[XML-SIG] SAX namespaces discussion status
Lars Marius Garshol
larsga@garshol.priv.no
04 Jul 2000 11:41:55 +0200
I feel a need to summarize where the discussion stands and what needs
to be done, hence this posting. Basically, we have a disagreement on
how namespace names should be represented in SAX 2.0. My feeling is
that since the organization of the API is changing anyway because of
the incorporation into Python 1.6/2.0 we should make sure we have at
least rough consensus now before moving on.
Paul listed four alternatives (the fifth seems to be identical with
#4). Here is my, slightly modified, version of that list. The qname or
prefix discussion we can leave for later, since it is really
orthogonal to the name representation issue.
#1. def startElement( self, (uri, name), qname, attrs ):
When namespace processing is off, (uri, name) is just the raw
name instead.
#2. def startElement( self, (uri,localname, qname), attrs ):
#3. def startElement( self, ((uri, localname), qname), atrs ):
#4. def startElement( self, name, attrs ):
Depending on whether you have turned on namespace processing,
"name" is # either "string" or (uri,localname,qname)

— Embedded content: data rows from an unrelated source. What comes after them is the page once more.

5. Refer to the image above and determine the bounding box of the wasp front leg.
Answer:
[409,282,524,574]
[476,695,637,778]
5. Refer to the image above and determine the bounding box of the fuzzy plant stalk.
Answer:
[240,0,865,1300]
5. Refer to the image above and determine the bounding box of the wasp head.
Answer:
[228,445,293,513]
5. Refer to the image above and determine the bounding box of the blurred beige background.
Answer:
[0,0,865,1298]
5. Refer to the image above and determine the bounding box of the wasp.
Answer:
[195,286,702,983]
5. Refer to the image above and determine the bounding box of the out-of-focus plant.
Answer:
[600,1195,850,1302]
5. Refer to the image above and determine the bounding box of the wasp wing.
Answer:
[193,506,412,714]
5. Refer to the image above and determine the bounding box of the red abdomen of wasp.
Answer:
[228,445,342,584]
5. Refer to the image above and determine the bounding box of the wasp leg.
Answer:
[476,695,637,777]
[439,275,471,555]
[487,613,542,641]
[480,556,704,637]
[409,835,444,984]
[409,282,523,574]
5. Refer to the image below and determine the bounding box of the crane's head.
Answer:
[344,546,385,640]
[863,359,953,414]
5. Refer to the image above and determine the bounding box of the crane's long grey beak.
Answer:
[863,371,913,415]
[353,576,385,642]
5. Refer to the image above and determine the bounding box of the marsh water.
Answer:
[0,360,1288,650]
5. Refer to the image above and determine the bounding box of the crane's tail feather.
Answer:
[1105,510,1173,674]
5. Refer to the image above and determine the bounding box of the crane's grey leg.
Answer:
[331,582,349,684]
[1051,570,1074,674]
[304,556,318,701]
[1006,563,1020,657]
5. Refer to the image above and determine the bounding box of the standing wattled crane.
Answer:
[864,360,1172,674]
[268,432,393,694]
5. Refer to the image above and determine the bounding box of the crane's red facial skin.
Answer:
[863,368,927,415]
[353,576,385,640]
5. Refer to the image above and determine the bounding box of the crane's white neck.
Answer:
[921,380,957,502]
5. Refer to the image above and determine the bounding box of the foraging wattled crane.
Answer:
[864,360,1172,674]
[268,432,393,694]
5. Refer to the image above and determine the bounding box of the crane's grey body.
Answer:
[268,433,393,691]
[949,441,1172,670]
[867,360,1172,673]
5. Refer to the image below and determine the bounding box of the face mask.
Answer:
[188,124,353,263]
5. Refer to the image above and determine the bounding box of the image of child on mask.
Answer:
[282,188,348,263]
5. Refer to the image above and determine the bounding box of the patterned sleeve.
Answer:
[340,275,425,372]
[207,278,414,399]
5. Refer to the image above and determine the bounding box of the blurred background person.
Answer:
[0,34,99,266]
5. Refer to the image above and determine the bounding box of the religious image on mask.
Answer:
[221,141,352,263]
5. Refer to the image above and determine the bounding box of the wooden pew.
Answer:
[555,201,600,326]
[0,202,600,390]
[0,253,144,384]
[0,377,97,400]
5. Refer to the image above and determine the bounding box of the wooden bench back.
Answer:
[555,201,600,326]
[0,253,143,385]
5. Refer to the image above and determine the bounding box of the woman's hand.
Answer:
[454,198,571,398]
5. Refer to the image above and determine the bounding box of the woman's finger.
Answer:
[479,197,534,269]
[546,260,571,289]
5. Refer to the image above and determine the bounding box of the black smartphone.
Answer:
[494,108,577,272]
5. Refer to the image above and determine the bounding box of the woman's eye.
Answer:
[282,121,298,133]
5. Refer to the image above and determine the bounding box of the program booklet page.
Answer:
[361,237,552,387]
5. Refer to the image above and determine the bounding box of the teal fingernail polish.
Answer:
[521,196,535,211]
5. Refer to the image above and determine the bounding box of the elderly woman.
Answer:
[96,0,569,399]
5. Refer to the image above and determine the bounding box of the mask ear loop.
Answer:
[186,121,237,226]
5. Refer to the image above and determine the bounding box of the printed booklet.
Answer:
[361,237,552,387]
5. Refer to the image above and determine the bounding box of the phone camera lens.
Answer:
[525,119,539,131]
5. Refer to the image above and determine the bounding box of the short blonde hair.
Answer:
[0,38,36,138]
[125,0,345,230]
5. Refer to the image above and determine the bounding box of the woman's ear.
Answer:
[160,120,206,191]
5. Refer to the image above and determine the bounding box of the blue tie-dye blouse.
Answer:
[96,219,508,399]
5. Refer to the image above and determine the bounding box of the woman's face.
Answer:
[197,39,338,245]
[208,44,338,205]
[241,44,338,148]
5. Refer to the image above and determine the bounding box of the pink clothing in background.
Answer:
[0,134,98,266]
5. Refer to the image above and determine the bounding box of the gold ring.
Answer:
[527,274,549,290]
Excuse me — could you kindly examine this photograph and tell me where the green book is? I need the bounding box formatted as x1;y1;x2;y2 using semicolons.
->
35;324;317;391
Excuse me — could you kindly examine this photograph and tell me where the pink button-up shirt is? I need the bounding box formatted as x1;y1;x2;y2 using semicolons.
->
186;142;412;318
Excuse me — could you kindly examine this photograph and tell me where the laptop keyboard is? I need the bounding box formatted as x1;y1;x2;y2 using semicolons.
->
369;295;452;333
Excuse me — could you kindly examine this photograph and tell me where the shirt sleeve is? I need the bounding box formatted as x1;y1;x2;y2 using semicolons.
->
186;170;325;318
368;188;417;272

#1 is here the current SAX 2.0 interface and #2 is what Paul
implemented for Python 2.0. As near as I can tell, current positions
are:
- me: #1
- Paul: #2
- Greg: #1 or #3
- Uche: #1, pending further discussion
The reasons I prefer #1 are that
- it collects the logical name (in both the namespace view and the
XML 1.0 view) into a single value, which seems like The Right Thing
to me
- it is easier to understand how to use this API correctly for
novices
- it is easier for programmers who use the SAX 2.0 interface directly.
I do this all the time, and I believe others will do the same, so
for me this is an important consideration.
As near as I can tell, these are Paul's arguments against it:
- it breaks backwards compatibility
- SAX convenience is not important
- performance for higher layers
Below are my responses to his arguments:
I don't think the backwards compatibility argument carries much
weight. Names have changed anyway, and in rewriting the code adapting
the startElement / endElement methods is very little work. At least
it was for me, and I've rewritten heaps of example code for my book
for just this.
I think SAX convenience matters, but I agree that convenience
arguments carry less weight. However, to me this is also a matter of
rightness. In the namespace view, element names consist of two parts:
URI and local name. The #1 representation reflects that very clearly,
while #2 obscures it.
Performance does of course matter, but I don't see how #2 improves it.
The necessary information is available in both #1 and #2, and access
to it is more or less identical. If the problem is that extracting
the information from the Attributes interface is too slow, then let us
look into what is needed and see how we can best provide that.
Hoping to settle this issue once and for all,
--Lars M.